Mas, quando a águia viu, lá embaixo, as galinhas ciscando o chão,
pulou e foi para junto delas.
O camponês sorriu e voltou à carga:
– Eu lhe havia dito, ela virou galinha!
– Não, – respondeu firmemente o naturalista – ela é águia, possuirá sempre um coração de águia. Vamos experimentar ainda uma ultima vez. Amanhã a farei voar.
No dia seguinte, o naturalista e o camponês se levantaram bem cedo. Pegaram a águia, e foram para fora da cidade, longe das casas dos homens, no alto de uma montanha. O sol nascente dourava os picos. O naturalista ergueu a águia para o alto e ordenou-lhe: – Águia, já que você é uma águia, já que você pertence ao céu e não à terra,
abra suas asas e voe!
A águia olhou ao redor. Tremia como se experimentasse nova vida, mas não voou. Então, o naturalista segurou-a firmemente bem na direção do sol para que seus olhos pudessem encher-se da claridade e da vastidão do horizonte.

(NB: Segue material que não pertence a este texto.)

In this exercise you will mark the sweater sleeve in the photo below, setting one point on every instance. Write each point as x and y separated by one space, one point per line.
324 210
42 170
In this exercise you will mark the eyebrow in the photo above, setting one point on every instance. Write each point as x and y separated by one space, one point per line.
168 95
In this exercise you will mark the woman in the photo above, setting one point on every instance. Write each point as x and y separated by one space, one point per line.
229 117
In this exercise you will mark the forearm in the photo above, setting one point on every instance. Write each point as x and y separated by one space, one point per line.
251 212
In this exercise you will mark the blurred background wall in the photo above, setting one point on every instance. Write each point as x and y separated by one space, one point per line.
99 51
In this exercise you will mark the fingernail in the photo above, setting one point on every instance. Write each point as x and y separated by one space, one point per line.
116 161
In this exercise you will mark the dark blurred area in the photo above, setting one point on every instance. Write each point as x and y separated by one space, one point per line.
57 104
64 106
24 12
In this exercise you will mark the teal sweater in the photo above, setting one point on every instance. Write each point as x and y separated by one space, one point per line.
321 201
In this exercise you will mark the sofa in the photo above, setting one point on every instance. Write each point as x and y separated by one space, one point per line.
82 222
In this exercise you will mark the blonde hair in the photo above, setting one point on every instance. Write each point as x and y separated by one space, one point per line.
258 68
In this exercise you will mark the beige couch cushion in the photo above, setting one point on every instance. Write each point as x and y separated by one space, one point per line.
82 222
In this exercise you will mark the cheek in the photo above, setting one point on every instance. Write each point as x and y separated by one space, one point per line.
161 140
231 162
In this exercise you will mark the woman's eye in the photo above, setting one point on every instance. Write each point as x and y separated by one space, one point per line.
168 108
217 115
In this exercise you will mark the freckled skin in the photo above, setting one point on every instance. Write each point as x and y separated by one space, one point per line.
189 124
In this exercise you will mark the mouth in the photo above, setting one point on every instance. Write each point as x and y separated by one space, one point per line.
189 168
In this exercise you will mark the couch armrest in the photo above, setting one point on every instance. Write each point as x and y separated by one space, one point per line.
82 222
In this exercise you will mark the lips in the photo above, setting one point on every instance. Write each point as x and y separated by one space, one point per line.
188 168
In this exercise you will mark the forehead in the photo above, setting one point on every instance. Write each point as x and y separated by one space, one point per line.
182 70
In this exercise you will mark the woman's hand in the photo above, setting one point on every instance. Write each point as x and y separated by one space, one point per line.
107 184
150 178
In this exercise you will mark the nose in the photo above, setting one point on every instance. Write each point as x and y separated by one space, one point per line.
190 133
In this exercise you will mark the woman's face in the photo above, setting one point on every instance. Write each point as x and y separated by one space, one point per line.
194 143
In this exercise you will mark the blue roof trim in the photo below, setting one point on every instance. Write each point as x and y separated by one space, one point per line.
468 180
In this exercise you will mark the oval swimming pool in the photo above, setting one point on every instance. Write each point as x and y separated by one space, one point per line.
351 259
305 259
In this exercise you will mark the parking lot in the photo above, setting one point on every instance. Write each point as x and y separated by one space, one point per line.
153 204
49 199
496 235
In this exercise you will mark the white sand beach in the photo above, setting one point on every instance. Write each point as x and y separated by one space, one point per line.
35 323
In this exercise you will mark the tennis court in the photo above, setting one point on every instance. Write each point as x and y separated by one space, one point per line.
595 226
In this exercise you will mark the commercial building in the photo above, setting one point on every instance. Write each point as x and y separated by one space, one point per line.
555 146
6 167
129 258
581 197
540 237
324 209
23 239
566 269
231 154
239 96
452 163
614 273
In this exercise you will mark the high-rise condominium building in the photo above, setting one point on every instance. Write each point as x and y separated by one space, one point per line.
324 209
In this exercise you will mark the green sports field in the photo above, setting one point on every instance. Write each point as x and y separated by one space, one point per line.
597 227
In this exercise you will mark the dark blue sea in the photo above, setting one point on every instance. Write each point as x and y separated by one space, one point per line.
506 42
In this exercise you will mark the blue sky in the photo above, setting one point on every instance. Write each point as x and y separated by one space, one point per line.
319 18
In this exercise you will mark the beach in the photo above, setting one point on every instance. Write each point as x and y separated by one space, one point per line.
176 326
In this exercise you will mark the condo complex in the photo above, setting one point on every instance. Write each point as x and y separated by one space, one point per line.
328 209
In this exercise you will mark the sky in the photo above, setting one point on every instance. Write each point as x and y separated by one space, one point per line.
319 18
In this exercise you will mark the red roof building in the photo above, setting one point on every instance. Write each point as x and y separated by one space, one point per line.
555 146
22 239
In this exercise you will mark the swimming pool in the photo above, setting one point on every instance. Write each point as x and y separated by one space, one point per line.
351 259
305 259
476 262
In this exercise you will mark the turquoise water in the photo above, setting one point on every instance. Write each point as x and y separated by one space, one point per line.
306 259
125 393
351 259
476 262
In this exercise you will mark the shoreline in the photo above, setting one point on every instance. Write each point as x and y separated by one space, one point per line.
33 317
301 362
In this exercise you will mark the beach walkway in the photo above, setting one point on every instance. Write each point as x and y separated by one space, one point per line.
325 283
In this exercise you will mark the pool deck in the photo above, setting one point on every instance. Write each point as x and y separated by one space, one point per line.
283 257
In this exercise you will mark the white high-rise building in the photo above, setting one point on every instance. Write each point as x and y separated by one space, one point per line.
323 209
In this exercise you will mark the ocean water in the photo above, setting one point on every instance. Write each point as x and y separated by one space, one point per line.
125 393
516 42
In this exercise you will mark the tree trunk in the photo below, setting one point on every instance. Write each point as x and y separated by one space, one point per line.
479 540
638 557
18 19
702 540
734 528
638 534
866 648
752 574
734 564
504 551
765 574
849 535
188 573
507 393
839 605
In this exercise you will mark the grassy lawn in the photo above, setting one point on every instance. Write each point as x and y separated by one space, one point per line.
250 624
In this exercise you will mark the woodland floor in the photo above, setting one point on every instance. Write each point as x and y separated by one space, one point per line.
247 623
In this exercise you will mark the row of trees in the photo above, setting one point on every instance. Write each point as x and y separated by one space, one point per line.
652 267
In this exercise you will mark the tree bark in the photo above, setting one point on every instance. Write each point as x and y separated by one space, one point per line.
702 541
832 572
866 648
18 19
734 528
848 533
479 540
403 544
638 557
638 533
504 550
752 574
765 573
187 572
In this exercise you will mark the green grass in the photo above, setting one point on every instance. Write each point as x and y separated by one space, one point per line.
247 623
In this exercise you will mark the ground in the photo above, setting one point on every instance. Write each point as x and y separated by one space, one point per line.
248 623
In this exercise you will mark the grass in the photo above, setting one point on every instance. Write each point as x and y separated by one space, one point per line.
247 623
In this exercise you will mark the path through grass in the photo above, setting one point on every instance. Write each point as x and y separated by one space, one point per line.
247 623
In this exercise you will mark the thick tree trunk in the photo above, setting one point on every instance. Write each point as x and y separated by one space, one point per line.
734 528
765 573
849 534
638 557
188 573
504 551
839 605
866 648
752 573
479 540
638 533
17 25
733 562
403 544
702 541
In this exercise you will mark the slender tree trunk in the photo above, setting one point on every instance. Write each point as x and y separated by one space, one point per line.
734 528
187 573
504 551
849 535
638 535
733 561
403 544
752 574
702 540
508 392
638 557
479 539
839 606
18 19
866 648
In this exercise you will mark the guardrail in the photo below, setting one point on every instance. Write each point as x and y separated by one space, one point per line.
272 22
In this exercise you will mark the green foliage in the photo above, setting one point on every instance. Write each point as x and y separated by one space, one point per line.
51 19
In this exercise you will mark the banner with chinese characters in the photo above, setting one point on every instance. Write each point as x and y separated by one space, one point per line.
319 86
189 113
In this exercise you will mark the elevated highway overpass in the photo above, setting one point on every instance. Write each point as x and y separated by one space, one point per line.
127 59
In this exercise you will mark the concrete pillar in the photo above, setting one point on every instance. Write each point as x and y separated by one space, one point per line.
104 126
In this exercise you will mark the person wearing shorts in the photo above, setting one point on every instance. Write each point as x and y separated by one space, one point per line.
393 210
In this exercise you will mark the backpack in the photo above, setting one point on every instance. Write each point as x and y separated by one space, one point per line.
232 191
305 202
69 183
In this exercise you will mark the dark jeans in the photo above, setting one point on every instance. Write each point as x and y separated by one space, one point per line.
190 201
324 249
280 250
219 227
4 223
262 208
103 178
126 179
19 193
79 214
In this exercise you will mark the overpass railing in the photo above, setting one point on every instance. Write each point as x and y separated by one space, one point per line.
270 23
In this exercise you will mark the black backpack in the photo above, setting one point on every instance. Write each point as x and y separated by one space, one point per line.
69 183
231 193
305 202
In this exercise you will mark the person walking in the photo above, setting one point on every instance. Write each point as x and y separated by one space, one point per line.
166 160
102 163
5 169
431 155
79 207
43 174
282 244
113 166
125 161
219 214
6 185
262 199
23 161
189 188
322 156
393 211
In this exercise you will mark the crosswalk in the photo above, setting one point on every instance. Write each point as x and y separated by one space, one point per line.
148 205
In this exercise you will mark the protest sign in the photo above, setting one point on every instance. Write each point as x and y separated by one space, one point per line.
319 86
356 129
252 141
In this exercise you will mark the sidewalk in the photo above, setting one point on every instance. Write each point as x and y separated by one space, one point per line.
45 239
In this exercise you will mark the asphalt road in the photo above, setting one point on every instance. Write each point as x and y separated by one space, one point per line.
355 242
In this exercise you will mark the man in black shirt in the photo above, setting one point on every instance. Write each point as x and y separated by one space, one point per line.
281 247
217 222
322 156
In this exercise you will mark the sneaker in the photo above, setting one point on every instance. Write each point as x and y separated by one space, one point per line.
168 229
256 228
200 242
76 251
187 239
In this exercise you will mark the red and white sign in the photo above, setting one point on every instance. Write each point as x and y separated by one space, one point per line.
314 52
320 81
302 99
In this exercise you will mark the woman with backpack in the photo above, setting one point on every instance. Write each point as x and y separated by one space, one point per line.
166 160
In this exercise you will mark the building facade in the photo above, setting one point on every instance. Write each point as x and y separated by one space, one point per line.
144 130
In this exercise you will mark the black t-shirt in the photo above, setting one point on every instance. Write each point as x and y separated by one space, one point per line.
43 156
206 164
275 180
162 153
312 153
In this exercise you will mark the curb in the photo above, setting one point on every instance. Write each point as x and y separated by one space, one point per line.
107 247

Nesse momento, ela abriu suas potentes asas, grasnou com o típico kau-kau das águias e ergueu-se, soberana, sobre si mesma.
E começou a voar, a voar para o alto, a voar cada vez mais para o alto.
Voou... voou... até confundir-se com o azul do firmamento...
* * *
(Texto de autoria indefinida, atribuída a James Aggrey, educador Ganense,
Rubem Alves ou Leonardo Boff, dependendo a fonte consultada)

QUESTIONAMENTOS?
• De que preciso para ser águia e voar em direção ao sol?
• O que posso fazer aqui e agora para obter o que preciso?